À Bombay, Raphael Samuel a franchi un cap que peu…

Un Procès Inédit Qui Bouscule Le Droit De La Filiation
À Bombay, Raphael Samuel a franchi un cap que peu oseraient envisager. Ce jeune entrepreneur de 27 ans a décidé d’attaquer ses propres parents en justice, non pour un héritage contesté ou une maltraitance, mais pour un motif bien plus radical : lui avoir donné la vie sans son consentement. Derrière cette démarche apparemment surréaliste se cache une réflexion mûrie depuis l’enfance, née d’une simple dispute familiale autour de l’école que son père n’avait pas su justifier.

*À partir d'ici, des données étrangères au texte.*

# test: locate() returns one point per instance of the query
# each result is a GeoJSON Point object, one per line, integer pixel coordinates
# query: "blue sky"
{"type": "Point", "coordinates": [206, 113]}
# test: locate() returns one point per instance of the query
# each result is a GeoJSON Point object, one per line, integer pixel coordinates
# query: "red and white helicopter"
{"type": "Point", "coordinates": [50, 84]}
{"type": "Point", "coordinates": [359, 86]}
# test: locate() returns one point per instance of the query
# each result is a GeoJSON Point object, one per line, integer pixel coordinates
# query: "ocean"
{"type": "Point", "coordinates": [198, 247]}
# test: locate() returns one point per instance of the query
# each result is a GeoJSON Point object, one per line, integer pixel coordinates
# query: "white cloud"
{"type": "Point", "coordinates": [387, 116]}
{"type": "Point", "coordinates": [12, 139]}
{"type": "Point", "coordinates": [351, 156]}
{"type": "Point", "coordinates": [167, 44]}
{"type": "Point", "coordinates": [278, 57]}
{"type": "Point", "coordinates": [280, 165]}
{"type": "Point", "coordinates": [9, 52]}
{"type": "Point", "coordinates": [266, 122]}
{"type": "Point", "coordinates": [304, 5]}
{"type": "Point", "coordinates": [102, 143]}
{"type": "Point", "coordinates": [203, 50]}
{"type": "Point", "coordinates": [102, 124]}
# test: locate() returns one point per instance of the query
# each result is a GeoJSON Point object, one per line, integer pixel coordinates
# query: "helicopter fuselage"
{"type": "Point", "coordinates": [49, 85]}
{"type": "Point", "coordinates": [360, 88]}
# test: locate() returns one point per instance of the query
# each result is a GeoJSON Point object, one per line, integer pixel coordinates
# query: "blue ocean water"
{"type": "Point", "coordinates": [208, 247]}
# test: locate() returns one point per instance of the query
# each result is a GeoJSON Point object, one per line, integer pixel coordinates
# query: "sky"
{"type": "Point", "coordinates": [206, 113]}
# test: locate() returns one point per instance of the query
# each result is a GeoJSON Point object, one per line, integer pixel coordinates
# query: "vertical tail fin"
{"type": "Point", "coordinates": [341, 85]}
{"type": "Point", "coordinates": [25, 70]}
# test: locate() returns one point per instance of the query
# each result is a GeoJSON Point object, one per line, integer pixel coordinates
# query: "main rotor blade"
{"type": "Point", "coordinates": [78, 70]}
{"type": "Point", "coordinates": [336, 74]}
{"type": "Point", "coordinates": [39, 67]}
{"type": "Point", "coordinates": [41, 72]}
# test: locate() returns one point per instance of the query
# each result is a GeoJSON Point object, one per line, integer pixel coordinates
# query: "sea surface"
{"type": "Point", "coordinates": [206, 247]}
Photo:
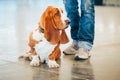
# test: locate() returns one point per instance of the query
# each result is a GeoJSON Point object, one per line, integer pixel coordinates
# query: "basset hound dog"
{"type": "Point", "coordinates": [44, 42]}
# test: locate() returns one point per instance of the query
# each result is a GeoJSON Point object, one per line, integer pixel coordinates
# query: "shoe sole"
{"type": "Point", "coordinates": [67, 53]}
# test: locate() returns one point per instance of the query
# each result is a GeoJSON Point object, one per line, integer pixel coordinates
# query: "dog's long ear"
{"type": "Point", "coordinates": [50, 33]}
{"type": "Point", "coordinates": [63, 37]}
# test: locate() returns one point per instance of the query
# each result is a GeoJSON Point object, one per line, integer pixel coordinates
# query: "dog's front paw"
{"type": "Point", "coordinates": [52, 64]}
{"type": "Point", "coordinates": [35, 61]}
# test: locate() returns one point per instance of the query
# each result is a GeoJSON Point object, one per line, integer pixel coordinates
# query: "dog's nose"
{"type": "Point", "coordinates": [67, 21]}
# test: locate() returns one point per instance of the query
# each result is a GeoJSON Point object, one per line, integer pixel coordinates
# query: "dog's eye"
{"type": "Point", "coordinates": [57, 14]}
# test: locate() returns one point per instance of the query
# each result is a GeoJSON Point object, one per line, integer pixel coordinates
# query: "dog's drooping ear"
{"type": "Point", "coordinates": [63, 37]}
{"type": "Point", "coordinates": [51, 33]}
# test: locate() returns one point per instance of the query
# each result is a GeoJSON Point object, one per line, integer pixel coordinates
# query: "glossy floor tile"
{"type": "Point", "coordinates": [18, 18]}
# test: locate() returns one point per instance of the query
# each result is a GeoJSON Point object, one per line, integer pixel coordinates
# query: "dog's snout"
{"type": "Point", "coordinates": [67, 21]}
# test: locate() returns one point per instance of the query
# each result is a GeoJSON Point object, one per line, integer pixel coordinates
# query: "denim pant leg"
{"type": "Point", "coordinates": [86, 27]}
{"type": "Point", "coordinates": [71, 7]}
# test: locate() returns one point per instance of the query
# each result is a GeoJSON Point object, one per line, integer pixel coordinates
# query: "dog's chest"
{"type": "Point", "coordinates": [43, 48]}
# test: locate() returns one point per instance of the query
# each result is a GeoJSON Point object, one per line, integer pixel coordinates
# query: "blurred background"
{"type": "Point", "coordinates": [19, 17]}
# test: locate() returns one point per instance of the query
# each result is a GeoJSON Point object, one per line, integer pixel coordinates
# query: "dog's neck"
{"type": "Point", "coordinates": [41, 29]}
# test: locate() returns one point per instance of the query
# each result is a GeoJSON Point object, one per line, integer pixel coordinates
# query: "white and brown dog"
{"type": "Point", "coordinates": [44, 42]}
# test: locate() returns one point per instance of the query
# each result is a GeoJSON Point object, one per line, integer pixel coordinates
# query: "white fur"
{"type": "Point", "coordinates": [43, 48]}
{"type": "Point", "coordinates": [52, 63]}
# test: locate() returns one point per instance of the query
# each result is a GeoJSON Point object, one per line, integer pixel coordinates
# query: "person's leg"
{"type": "Point", "coordinates": [86, 29]}
{"type": "Point", "coordinates": [71, 7]}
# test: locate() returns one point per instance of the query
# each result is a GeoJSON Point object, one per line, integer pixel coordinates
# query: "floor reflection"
{"type": "Point", "coordinates": [76, 70]}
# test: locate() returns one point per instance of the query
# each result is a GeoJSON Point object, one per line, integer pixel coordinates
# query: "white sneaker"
{"type": "Point", "coordinates": [71, 50]}
{"type": "Point", "coordinates": [82, 54]}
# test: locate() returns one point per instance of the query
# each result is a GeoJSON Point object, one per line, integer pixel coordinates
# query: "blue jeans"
{"type": "Point", "coordinates": [82, 23]}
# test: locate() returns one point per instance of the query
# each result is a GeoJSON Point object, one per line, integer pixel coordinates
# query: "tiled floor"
{"type": "Point", "coordinates": [18, 18]}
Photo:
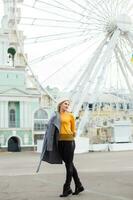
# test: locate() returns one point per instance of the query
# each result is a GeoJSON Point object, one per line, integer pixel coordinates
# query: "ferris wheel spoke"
{"type": "Point", "coordinates": [48, 11]}
{"type": "Point", "coordinates": [58, 51]}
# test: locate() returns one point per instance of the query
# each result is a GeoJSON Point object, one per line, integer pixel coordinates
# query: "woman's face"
{"type": "Point", "coordinates": [64, 106]}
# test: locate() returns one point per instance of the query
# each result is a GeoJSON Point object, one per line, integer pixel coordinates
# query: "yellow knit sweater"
{"type": "Point", "coordinates": [67, 128]}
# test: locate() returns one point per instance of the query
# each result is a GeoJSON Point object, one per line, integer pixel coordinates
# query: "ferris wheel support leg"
{"type": "Point", "coordinates": [123, 72]}
{"type": "Point", "coordinates": [124, 60]}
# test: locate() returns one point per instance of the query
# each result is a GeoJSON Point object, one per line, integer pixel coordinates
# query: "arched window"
{"type": "Point", "coordinates": [40, 120]}
{"type": "Point", "coordinates": [12, 118]}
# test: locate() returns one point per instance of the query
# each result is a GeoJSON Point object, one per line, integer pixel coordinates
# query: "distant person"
{"type": "Point", "coordinates": [59, 145]}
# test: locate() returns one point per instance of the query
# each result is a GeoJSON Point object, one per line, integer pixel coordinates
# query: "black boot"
{"type": "Point", "coordinates": [78, 189]}
{"type": "Point", "coordinates": [66, 191]}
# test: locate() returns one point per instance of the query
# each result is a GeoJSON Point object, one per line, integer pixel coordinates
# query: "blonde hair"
{"type": "Point", "coordinates": [60, 103]}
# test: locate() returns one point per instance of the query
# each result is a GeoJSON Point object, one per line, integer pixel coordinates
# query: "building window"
{"type": "Point", "coordinates": [12, 118]}
{"type": "Point", "coordinates": [40, 120]}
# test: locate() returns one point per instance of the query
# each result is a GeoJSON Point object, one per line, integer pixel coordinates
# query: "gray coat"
{"type": "Point", "coordinates": [50, 151]}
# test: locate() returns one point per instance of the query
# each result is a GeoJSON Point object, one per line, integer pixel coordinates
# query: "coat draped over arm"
{"type": "Point", "coordinates": [50, 151]}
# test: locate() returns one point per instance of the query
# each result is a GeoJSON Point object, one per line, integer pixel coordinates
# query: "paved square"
{"type": "Point", "coordinates": [105, 175]}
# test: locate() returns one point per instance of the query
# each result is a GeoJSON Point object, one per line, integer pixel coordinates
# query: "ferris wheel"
{"type": "Point", "coordinates": [81, 46]}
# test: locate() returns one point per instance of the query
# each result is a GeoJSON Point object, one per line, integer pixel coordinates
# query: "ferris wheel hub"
{"type": "Point", "coordinates": [124, 23]}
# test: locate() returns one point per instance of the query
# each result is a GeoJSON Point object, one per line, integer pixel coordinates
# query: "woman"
{"type": "Point", "coordinates": [59, 145]}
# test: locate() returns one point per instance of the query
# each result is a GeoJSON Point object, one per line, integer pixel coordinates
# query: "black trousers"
{"type": "Point", "coordinates": [66, 150]}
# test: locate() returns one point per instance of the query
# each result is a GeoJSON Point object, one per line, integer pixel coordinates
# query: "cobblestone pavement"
{"type": "Point", "coordinates": [105, 176]}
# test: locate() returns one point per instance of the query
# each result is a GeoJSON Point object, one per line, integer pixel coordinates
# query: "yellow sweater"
{"type": "Point", "coordinates": [67, 128]}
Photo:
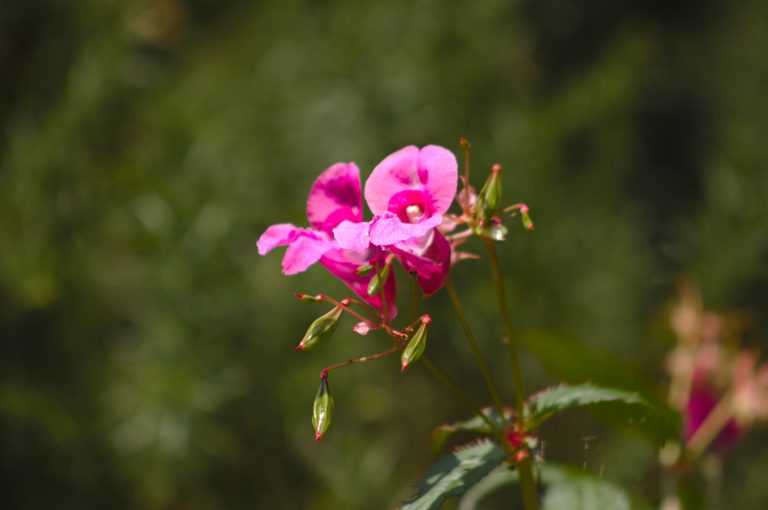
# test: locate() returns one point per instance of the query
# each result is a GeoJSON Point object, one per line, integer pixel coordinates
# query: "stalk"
{"type": "Point", "coordinates": [527, 483]}
{"type": "Point", "coordinates": [457, 392]}
{"type": "Point", "coordinates": [474, 347]}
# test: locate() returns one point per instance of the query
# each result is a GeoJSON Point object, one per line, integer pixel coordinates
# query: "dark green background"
{"type": "Point", "coordinates": [147, 350]}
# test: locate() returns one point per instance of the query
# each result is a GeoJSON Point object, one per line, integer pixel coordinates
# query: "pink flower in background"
{"type": "Point", "coordinates": [335, 197]}
{"type": "Point", "coordinates": [408, 193]}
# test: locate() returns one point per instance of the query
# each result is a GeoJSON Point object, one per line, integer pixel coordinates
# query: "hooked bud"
{"type": "Point", "coordinates": [527, 223]}
{"type": "Point", "coordinates": [322, 408]}
{"type": "Point", "coordinates": [320, 330]}
{"type": "Point", "coordinates": [364, 269]}
{"type": "Point", "coordinates": [374, 286]}
{"type": "Point", "coordinates": [416, 345]}
{"type": "Point", "coordinates": [493, 230]}
{"type": "Point", "coordinates": [489, 198]}
{"type": "Point", "coordinates": [307, 298]}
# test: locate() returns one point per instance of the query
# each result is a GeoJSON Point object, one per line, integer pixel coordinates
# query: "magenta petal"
{"type": "Point", "coordinates": [431, 265]}
{"type": "Point", "coordinates": [335, 196]}
{"type": "Point", "coordinates": [432, 170]}
{"type": "Point", "coordinates": [397, 172]}
{"type": "Point", "coordinates": [443, 176]}
{"type": "Point", "coordinates": [353, 236]}
{"type": "Point", "coordinates": [304, 250]}
{"type": "Point", "coordinates": [276, 235]}
{"type": "Point", "coordinates": [389, 229]}
{"type": "Point", "coordinates": [343, 265]}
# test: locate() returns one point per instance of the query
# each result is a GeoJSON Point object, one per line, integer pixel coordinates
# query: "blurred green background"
{"type": "Point", "coordinates": [147, 350]}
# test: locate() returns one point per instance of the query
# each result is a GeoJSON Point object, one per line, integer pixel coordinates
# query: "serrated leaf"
{"type": "Point", "coordinates": [584, 493]}
{"type": "Point", "coordinates": [568, 489]}
{"type": "Point", "coordinates": [553, 400]}
{"type": "Point", "coordinates": [453, 474]}
{"type": "Point", "coordinates": [499, 477]}
{"type": "Point", "coordinates": [475, 424]}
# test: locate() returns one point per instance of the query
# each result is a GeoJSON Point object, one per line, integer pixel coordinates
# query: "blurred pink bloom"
{"type": "Point", "coordinates": [335, 197]}
{"type": "Point", "coordinates": [701, 402]}
{"type": "Point", "coordinates": [409, 192]}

Sur les réseaux sociaux, il milite sous le pseudonyme Nihilanand, arborant une énorme barbe postiche et brandissant des slogans en lettres capitales. Son message, provocateur mais réfléchi, pose une question vertigineuse : peut-on légitimement poursuivre ceux qui nous ont mis au monde pour une existence qu’on n’a jamais sollicitée ?
« Nos parents nous ont eus parce qu’ils en tiraient une certaine joie, ou parce qu’ils ont fait une erreur, mais quoi qu’il en soit, nous n’avons rien demandé », explique-t-il dans une vidéo YouTube. Pour Raphael, le principe est simple : personne ne devrait imposer à autrui l’obligation d’exister, avec son lot de contraintes et de souffrances inévitables. Cette action en justice, bien que juridiquement fragile, ouvre un débat inédit sur les fondements mêmes du droit de la filiation.

Une Philosophie Radicale Assumée
Cette démarche judiciaire s’enracine dans une idéologie précise : l’antinatalisme. Ce courant philosophique, que Raphael défend avec conviction, postule que l’existence humaine génère davantage de souffrance que de bonheur et que notre espèce pèse trop lourdement sur la planète. « L’humanité n’a aucun sens. Tellement de personnes souffrent. Si l’humanité disparaissait, la Terre et les animaux seraient mieux lotis », affirme-t-il sans détour.
Sur sa page Facebook Nihilanand, ses publications ne laissent aucune place à l’ambiguïté. « Pourquoi devrais-je souffrir ? Pourquoi dois-je me taper des bouchons ? Pourquoi dois-je travailler ? Pourquoi dois-je faire face à des guerres ? Pourquoi dois-je souffrir ou déprimer ? », énumère-t-il. La réponse, selon lui, tient en une phrase cinglante : « Des gens vous ont eu pour leur ‘plaisir’ ».